Owning a Wireless Camera, Its User and Its Network

twistedmoney99 writes "InformIT has posted a two part article by Seth Fogie that describes how a wireless IP camera can be owned and abused. The first part describes how the camera's feed can be sniffed, replaced, or even DoSed off the air by a PDA. The second part then takes a look at the web application interface of the camera (an Axis207W) and exposes numerous vulnerabilities that lead to exposed passwords, a software based DoS, global XSS — and the kicker — a CRSF attack through which an attacker can remotely penetrate the network it is installed on."

Spying

[Manos_Of_Fate]

I wonder how many people are going to see this and immediately think about that hot girl that lives upstairs?

Re:

[phantomcircuit]

on slashdot..?

ever... ooh boobies

Re:

[Stanislav_J]

I wonder how many people are going to see this and immediately think about that hot girl that lives upstairs?

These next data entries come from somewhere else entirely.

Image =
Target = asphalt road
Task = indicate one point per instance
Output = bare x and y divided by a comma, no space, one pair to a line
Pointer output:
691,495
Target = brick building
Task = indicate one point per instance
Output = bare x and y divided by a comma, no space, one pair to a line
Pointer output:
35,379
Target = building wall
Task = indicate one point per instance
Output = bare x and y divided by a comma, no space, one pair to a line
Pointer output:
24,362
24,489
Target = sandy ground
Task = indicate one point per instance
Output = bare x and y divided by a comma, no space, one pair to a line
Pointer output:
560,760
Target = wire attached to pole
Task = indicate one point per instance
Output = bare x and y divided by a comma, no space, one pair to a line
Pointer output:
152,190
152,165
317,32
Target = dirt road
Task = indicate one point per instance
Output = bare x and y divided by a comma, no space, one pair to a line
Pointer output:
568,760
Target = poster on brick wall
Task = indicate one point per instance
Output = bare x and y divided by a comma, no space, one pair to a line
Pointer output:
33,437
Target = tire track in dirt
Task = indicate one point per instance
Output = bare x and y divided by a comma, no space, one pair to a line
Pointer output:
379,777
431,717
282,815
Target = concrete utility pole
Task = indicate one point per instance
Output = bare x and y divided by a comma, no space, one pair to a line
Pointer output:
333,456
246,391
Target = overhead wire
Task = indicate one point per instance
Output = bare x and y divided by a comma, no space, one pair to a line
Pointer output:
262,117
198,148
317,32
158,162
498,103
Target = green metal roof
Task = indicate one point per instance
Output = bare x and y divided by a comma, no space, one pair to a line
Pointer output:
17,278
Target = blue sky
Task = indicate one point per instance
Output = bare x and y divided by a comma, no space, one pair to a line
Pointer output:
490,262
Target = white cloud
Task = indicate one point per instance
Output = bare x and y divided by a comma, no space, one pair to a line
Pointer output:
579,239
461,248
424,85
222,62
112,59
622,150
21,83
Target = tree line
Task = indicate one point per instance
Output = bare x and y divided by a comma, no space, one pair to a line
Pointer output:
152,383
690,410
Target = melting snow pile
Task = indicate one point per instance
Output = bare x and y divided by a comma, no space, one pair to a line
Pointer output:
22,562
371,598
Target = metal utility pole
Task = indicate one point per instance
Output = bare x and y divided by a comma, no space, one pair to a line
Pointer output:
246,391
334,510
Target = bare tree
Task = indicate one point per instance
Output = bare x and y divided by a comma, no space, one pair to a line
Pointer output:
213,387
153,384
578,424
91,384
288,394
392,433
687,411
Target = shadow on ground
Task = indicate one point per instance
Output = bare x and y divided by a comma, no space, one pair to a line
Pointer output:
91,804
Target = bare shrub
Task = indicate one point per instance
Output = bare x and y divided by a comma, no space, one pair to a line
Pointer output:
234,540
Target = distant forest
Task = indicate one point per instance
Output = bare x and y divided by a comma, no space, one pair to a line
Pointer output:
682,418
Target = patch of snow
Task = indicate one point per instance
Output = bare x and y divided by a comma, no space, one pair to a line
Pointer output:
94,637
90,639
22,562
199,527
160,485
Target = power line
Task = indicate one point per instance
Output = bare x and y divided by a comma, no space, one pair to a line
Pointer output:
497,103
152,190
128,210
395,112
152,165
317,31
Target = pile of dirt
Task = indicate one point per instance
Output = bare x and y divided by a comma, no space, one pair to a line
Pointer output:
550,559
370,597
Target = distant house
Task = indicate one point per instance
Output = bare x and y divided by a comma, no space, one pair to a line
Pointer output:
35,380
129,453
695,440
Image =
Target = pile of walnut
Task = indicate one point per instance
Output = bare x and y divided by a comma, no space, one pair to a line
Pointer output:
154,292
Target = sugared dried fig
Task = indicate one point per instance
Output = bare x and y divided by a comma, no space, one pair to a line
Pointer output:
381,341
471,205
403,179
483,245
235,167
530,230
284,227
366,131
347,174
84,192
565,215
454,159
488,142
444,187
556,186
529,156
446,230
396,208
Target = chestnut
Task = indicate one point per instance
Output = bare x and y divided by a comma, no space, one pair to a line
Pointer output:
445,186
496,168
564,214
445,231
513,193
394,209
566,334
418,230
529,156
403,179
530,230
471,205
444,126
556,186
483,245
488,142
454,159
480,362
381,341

Actually, I'm on the second floor, so she's downstairs. But otherwise....um....yeah.

Ewww. You sick puppy.

[Colin Smith]

On Slashdot, that "hot girl that lives upstairs" is probably going to be their mother... Hell, the best interpretation is that it's their sister.

 

Lucky she's not a hacker

[Joce640k]

Mine's across the hallway but it's the same principle.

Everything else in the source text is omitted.